As of today, there are an estimated 106 wildfires in British Columbia, the largest covering up to 38,000 hectares — roughly the size of Denver. In Saskatchewan, there have been 592 wildfires so far this season compared to 213 in 2014, and they’re spreading even further west to Alberta. The combination of record-breaking warm temperatures, likely to have been brought on by the Pacific Decadal Oscillation and El Nino weather patterns, and the devastating effect of the mountain pine beetle have joined forces with the effects of climate change to create the perfect conditions for a wildfire epidemic, at least according to John Innes, the Dean of the University of British Columbia’s Faculty of Forestry, who spoke with the CBC.

It isn’t news that the West Coast, both in Canada and the States, has been heating up. Data from the U.S. National Centers for Environmental Information show that temperatures all along the West Coast are the warmest they’ve been in more than 100 years. The heat has bolstered the mountain pine beetle, which has been devouring pine in British Columbia and Alberta since the 1990s, to expand its range north and east into the boreal forest. These bugs are native to the country, but their populations are usually kept in check by the onset of cold weather. Increasingly mild winters and the subsequent expansion of beetle habitat has caused them to flourish, leaving millions of hectares of dead, dry pine trees in their wake. One lightning strike is all it takes to send it up in flames.

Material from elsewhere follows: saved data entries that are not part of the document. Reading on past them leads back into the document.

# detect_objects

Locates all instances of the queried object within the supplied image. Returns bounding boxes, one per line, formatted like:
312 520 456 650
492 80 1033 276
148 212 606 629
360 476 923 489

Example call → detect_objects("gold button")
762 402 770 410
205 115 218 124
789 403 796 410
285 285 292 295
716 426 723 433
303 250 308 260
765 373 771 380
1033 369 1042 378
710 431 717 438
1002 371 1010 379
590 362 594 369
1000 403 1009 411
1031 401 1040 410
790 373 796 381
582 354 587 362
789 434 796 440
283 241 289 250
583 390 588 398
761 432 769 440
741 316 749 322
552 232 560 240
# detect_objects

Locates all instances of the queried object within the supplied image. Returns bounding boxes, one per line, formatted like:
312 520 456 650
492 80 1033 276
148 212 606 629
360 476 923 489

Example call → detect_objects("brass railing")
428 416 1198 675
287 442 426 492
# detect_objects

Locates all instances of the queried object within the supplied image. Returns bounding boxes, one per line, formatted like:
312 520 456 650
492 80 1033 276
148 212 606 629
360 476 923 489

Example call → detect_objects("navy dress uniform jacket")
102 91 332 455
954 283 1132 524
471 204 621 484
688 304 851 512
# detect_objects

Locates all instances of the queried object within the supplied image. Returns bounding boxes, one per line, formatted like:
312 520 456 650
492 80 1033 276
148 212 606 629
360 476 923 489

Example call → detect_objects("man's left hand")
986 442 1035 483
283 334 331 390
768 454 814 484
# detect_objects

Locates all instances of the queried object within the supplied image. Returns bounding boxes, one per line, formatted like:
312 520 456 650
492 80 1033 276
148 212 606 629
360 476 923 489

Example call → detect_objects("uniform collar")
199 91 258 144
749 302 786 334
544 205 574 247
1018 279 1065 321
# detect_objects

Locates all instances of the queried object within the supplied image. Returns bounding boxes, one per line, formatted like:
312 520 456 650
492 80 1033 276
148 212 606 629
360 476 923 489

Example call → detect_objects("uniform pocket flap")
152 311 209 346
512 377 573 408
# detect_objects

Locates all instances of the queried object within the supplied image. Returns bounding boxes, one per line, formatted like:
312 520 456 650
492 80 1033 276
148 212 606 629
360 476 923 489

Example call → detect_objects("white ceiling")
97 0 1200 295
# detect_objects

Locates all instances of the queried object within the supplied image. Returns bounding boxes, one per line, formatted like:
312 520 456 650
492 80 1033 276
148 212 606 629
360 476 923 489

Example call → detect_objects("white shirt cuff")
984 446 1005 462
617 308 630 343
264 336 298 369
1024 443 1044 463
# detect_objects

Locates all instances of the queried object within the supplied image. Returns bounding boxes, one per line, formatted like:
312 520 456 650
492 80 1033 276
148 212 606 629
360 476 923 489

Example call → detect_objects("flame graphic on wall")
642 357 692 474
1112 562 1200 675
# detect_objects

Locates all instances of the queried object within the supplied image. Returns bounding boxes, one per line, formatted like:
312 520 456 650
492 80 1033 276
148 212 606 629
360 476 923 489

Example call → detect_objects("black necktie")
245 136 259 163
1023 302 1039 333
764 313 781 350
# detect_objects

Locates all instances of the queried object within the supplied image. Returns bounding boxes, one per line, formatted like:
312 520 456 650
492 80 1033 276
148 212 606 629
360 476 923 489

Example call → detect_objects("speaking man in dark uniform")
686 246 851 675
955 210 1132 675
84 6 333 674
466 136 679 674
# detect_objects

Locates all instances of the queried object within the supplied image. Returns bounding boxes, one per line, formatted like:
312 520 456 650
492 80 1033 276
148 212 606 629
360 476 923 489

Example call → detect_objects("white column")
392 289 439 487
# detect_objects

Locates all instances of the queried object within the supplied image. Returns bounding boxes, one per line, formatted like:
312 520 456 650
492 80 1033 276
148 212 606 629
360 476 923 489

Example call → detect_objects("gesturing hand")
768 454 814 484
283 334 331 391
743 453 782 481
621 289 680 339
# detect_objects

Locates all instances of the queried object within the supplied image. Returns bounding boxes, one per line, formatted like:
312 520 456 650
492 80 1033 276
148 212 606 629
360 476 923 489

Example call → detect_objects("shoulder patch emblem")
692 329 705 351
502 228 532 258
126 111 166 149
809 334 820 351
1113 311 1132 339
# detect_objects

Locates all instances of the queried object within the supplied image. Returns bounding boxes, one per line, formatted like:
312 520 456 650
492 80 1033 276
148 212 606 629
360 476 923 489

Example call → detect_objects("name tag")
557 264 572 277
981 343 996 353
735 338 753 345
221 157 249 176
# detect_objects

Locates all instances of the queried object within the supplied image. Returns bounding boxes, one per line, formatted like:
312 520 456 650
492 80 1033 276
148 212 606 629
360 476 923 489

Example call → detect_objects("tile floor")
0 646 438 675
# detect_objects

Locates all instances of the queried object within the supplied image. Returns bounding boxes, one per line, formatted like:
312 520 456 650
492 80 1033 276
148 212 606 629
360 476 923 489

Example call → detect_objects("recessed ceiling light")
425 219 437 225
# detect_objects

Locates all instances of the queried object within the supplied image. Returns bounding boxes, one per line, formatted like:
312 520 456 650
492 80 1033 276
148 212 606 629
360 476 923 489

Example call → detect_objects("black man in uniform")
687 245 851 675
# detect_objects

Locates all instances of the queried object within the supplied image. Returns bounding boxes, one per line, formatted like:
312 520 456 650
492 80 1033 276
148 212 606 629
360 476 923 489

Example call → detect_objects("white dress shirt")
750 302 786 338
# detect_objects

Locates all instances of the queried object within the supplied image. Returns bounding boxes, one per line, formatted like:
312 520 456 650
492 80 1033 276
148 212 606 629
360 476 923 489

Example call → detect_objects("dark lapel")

As the wildfires spread to Alaska, there’s growing concern that the heat will start to burn through the permafrost. Usually, this frozen layer is insulated by “duff,” a thick layer of twigs, moss, and other organic material. But when the duff burns, the permafrost — one of the Earth’s biggest carbon repositories — sends its stored greenhouse gases up into the air. And that easily, the effects of climate change could snowball.

Like many climate change scientists, Innes isn’t afraid to get real. “Longer term, we will see more fires. We will see the fire season extending,” he told the CBC. “It will start earlier, it will go on later, and the fires that we get will be more intense.” The future will be hot, and you will be able to taste it at the back of your throat hundreds of miles away, when the wind shifts.